- Theatrical release poster
- Directed by: William F. Claxton
- Written by: Charles F. Royal
- Produced by: Sam Hersh
- Starring: Walter Brennan John Hoyt Marion Ross Jesse White Nelson Leigh Charles Lane
- Cinematography: Walter Strenge
- Edited by: Robert Fritch
- Music by: Paul Dunlap
- Production company: Regal Films Inc
- Distributed by: 20th Century Fox
- Release date: July 1957;
- Running time: 82 minutes
- Country: United States
- Language: English
- Budget: $150,000
- Box office: more than $750,000

= God Is My Partner =

1957 film

God Is My Partner is a 1957 American drama film directed by William F. Claxton and written by Charles F. Royal.
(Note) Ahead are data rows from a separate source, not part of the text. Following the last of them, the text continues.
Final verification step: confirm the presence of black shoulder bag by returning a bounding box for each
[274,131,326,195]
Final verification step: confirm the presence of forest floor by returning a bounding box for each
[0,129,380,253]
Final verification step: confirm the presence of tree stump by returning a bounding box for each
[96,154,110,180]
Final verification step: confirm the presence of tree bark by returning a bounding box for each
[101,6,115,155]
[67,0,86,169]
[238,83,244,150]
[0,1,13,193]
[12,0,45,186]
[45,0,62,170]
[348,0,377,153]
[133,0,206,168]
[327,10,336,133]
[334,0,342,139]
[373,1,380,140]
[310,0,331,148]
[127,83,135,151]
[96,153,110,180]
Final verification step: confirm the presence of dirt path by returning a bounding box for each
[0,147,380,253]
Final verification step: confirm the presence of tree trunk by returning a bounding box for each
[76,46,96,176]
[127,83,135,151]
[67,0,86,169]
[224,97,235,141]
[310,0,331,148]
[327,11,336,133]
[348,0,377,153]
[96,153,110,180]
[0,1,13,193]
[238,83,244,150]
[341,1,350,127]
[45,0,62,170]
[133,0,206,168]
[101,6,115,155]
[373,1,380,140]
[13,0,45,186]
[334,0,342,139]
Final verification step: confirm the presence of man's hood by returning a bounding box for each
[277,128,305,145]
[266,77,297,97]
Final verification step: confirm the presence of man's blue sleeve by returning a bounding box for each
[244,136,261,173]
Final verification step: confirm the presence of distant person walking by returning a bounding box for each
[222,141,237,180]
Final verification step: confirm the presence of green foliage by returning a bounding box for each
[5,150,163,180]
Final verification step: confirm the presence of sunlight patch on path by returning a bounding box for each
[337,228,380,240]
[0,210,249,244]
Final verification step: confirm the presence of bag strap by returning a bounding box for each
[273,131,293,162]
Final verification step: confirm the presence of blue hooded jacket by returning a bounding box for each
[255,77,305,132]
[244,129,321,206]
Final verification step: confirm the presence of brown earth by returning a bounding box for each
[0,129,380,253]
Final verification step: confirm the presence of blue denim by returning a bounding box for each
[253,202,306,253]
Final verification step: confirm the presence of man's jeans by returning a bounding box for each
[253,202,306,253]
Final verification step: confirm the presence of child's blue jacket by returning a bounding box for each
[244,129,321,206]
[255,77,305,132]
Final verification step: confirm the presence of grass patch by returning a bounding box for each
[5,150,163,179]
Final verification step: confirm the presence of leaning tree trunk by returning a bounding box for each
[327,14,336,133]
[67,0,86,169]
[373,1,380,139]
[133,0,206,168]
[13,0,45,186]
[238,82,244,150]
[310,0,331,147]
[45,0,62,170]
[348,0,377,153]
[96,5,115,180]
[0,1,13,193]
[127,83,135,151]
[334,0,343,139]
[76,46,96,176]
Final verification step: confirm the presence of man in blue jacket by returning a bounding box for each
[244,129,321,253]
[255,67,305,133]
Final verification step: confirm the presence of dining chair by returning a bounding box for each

The film stars Walter Brennan, John Hoyt, Marion Ross, Jesse White, Nelson Leigh and Charles Lane. The film was released in July 1957, by 20th Century Fox. It cost $150,000 and returned more than $750,000.

==Plot==
Prominent surgeon Charles Grayson retires from his practice, intending to donate his money to charitable religious causes. His family launches a suit against him, hoping to have him declared legally incompetent and unable to manage his money. But Grayson's faithful niece Frances, an attorney, takes on his courtroom defense. Thanks to the testimony of many of his grateful patients, Brennan is declared sane and is permitted by court decree to spend his money as he sees fit.

==Cast==
- Walter Brennan as Dr. Charles Grayson
- John Hoyt as Gordon Palmer
- Marion Ross as Frances Denning
- Jesse White as Louis 'The Lump' Lumpkin
- Nelson Leigh as Rev. William Goodwin
- Charles Lane as Judge Warner
- Ellen Corby as Mrs. Dalton
- Paul Cavanagh as Dr. James Brady
- Nancy Kulp as Maxine Spelvana
- John Harmon as 'Long Shot' Ben Renson
- Lyle Talbot as Dr. Warburton
- Charles H. Gray as Ross Newman
- Gloria Blondell as Tree Critic / Wife
- Edgar Dearing as Mike Malone

==Development==
God Is My Partner was a remake of an earlier collaboration between Sam Hersh, Charles F. Royal, and William F. Claxton, the 1951 short feature film All That I Have, which starred Donald Woods, John Eldridge, Onslow Stevens, and Houseley Stevenson. Paul Cavanagh was the only actor to be cast in both productions. Both films were based on a story by Leete Renick Brown.